5 Ways to Make a New Home Less Expensive
Buying a home is one of the biggest purchases you will ever make. Consequently, you should never rush into homeownership without making a careful plan. Additionally, you’ll want to think about how much you can actually afford to spend on a home — both now and over the long term. So, in today’s guide, we’re going to take a closer look at 5 ways to make a new home less expensive.
Reduce Your Moving Costs
If you’ve already purchased a home or you know where you want to live, you’ll still need to think about the cost of moving in. Even when you’re just moving down the street, the time and cost of getting all of your stuff from Point A to Point B can add up quickly. While moving companies can help you save a lot of time, they do not all offer competitive prices. So, make sure to find a quality moving company like Black Tie Moving to help save you time and money.
Work On Your Finances Before You Apply
Applying for a mortgage requires you to meet certain prerequisites when it comes to your income, credit score, and debt-to-income ratio (just to name a few). If your finances are not great now, you may want to consider improving them before you actually apply for a mortgage. Even just increasing your credit score by a few points or reducing your existing debts a little could help you save thousands of dollars on your next mortgage.
Shop Around For Good Lenders
With mortgages, you should never just take the first deal presented to you. There’s a good chance that a lender out there can offer you a better deal. Don’t be afraid to shop around and find the best offer on the table. Additionally, consider government-backed loans that can help you qualify for better interest rates and lower upfront costs.

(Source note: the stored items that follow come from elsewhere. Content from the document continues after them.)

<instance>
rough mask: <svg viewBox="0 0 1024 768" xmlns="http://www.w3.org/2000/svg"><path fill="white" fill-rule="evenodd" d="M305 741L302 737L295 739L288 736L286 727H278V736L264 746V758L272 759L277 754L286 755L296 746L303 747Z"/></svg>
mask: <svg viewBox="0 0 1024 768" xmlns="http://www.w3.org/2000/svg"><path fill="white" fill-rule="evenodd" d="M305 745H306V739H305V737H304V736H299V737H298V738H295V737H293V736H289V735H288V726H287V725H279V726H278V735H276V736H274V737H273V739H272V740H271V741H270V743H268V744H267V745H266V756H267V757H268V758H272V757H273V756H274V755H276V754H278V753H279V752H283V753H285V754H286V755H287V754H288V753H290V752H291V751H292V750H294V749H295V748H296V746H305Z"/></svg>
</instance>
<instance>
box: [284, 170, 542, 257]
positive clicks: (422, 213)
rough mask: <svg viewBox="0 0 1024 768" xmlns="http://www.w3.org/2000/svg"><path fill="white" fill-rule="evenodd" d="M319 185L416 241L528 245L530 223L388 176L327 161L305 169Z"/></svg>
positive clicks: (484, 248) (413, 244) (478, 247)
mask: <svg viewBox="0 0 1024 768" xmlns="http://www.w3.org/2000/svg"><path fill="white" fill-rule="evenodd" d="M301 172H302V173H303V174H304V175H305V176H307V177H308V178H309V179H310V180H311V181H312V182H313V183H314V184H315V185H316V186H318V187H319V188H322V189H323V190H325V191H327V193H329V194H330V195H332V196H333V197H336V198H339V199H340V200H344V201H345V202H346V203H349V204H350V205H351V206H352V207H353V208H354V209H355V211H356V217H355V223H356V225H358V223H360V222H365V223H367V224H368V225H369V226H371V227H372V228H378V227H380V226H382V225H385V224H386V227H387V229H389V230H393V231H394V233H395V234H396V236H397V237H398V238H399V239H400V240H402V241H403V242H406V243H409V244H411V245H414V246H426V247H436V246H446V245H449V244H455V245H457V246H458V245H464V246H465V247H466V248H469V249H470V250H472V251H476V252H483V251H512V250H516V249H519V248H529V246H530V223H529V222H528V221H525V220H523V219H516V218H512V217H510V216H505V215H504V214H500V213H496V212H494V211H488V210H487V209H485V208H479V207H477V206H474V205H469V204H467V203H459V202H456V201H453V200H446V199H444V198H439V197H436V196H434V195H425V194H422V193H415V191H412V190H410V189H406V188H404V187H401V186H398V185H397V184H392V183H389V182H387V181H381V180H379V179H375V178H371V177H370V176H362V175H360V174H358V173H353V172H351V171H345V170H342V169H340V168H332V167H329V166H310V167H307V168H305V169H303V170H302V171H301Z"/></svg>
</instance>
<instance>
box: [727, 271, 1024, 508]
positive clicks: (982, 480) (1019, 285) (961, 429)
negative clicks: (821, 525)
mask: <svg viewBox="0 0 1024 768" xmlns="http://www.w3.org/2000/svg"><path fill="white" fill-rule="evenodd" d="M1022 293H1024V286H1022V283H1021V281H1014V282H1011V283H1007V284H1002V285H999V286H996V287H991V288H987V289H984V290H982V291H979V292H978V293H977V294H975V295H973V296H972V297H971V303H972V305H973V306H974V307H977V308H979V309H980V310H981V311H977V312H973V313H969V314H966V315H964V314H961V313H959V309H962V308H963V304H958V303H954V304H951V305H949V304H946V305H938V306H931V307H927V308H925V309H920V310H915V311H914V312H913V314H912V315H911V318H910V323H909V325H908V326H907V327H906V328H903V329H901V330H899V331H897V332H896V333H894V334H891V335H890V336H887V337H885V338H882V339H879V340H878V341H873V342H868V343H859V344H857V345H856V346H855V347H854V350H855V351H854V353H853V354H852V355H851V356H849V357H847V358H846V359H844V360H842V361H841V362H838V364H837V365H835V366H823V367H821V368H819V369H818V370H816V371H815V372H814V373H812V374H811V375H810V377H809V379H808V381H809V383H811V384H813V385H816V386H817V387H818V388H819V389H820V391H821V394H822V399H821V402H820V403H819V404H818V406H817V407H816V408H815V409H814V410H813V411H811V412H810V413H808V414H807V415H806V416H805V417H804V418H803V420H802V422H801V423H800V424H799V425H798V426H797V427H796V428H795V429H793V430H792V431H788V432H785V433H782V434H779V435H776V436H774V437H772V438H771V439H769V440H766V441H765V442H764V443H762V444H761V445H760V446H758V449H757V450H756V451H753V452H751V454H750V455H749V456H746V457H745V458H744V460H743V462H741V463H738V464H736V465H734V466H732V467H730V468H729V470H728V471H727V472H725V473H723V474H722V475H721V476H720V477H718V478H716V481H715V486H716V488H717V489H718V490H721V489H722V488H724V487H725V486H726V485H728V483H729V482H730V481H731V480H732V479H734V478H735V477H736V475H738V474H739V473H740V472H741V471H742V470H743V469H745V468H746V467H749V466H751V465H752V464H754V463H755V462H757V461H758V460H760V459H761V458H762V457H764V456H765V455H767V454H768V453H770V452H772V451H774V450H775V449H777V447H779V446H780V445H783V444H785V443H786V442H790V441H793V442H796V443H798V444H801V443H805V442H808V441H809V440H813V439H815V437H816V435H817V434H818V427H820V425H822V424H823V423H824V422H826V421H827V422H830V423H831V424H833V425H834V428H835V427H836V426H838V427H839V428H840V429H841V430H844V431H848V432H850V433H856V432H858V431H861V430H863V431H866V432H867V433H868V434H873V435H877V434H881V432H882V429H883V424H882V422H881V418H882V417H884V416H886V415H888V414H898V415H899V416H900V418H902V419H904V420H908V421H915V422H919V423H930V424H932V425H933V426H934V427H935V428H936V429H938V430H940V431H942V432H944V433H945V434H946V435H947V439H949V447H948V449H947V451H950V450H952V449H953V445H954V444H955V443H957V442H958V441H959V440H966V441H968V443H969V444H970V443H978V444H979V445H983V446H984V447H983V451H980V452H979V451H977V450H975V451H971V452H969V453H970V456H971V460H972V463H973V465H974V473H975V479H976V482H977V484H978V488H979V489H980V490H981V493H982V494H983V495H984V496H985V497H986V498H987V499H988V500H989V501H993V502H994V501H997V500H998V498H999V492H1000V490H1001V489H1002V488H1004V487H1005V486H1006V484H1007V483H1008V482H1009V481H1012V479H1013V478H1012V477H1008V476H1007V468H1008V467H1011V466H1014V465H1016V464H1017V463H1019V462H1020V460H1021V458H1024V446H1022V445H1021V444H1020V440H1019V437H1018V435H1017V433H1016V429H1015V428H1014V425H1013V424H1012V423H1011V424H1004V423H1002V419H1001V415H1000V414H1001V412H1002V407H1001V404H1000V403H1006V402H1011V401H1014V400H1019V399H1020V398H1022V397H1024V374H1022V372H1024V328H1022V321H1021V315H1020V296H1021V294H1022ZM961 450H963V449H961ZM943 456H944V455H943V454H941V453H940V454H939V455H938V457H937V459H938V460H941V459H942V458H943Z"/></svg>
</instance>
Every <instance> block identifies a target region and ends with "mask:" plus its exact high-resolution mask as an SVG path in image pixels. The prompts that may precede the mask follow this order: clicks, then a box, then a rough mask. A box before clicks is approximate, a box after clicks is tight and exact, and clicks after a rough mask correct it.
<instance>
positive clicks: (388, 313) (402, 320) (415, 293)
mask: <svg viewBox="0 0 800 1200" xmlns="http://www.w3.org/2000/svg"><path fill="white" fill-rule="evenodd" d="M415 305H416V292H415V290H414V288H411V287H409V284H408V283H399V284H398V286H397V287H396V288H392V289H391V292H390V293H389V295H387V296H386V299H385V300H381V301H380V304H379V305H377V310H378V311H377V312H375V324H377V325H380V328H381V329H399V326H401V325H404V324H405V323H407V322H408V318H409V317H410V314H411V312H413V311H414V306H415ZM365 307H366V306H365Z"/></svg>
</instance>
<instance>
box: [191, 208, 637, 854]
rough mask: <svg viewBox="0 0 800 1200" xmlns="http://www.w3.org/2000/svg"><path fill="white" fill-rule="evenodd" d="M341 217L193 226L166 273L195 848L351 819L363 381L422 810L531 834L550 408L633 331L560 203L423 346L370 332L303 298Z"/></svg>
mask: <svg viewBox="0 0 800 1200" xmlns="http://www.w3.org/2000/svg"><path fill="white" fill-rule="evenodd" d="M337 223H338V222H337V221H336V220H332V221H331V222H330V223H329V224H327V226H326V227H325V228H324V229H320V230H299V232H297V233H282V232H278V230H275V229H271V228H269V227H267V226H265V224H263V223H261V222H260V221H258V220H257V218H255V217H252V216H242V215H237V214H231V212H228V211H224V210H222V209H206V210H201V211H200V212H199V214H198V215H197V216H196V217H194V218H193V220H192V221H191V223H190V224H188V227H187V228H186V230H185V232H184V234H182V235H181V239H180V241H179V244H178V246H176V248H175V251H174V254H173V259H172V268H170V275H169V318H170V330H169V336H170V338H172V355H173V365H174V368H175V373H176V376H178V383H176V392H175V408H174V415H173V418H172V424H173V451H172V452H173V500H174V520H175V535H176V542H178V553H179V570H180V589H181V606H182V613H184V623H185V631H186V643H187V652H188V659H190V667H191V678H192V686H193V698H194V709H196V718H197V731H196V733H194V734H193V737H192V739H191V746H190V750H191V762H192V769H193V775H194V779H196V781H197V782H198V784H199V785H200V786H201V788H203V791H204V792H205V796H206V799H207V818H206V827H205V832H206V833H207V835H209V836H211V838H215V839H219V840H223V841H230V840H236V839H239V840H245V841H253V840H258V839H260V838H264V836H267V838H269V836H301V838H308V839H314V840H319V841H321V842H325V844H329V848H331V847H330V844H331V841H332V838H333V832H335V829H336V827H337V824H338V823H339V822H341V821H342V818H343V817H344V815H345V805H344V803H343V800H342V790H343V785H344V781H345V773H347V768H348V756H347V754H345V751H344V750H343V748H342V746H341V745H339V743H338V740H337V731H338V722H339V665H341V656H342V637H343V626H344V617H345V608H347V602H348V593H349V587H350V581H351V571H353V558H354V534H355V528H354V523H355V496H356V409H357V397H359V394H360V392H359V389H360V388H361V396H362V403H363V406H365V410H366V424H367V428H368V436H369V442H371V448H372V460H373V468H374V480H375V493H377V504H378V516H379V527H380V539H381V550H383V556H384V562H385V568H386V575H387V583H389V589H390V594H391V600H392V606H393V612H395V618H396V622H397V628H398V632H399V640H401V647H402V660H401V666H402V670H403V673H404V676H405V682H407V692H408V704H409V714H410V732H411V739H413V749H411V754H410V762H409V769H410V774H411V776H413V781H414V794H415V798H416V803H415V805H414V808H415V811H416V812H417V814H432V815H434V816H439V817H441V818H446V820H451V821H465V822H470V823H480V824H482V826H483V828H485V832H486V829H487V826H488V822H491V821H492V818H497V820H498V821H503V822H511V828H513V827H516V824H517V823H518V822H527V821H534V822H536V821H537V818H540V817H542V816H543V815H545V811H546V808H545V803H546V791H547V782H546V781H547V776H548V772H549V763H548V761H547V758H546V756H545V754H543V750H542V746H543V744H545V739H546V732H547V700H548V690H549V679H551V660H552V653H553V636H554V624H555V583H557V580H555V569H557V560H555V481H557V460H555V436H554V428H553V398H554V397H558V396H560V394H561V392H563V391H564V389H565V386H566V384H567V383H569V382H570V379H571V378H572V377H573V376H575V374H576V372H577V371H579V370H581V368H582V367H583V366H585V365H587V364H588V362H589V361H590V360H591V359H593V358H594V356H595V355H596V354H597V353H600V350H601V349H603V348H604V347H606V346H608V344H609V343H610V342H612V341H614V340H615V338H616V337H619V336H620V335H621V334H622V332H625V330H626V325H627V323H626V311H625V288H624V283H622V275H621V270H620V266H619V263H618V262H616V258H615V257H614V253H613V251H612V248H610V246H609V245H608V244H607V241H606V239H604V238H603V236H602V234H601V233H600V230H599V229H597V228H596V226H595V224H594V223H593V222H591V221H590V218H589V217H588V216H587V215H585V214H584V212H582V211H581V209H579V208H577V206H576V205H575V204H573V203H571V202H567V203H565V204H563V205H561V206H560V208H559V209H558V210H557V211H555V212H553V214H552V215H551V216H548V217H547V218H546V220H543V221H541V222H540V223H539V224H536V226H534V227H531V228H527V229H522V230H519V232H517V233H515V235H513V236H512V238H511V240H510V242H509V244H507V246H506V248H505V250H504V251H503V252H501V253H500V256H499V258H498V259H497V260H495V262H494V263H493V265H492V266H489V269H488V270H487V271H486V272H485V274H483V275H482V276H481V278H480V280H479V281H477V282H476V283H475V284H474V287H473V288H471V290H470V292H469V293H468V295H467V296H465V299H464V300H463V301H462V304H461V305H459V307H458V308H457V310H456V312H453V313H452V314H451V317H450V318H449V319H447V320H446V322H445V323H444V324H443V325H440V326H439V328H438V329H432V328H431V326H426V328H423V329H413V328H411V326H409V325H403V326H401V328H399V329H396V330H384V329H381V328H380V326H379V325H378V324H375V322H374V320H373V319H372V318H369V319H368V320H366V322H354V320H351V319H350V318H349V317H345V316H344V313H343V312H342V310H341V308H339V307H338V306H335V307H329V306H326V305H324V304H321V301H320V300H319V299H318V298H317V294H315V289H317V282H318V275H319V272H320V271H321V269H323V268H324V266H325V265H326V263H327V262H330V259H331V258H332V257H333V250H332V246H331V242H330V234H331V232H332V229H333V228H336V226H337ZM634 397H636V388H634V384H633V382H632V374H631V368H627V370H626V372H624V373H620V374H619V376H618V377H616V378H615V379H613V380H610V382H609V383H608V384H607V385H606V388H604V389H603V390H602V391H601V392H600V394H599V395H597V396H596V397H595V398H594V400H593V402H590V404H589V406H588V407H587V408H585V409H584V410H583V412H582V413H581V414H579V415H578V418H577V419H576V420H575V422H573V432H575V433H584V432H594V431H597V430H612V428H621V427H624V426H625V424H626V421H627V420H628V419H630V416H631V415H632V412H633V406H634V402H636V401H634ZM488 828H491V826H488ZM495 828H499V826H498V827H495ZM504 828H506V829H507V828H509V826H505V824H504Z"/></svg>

Focus On Your Down Payment
Your down payment is a very important part of the home-buying process. Most private sector loans will require you to make a down payment, with the industry standard being roughly 20% of the value of your loan. You’ll need to decide what works best for you and how you want to reduce the cost of your home in relation to the down payment. For example, if you don’t have a lot of cash on hand right now, you’ll want to negotiate a smaller down payment or find a lender that will offer you fewer upfront costs. Alternatively, if you want to save more on interest and the long-term costs of the loan, you should consider paying more than the minimum down payment.
Consider a Fixer-Upper
A fixer-upper is always a risky choice, but it could end up saving you a lot of money and even greatly increasing your ability to profit from the resale of your home. When you buy a fixer-upper, you generally spend much less on the basic cost of the home. However, you’ll likely need to put thousands of dollars into repairs. So, evaluate the risks and rewards of getting a fixer-upper to determine if it’s the best choice for you.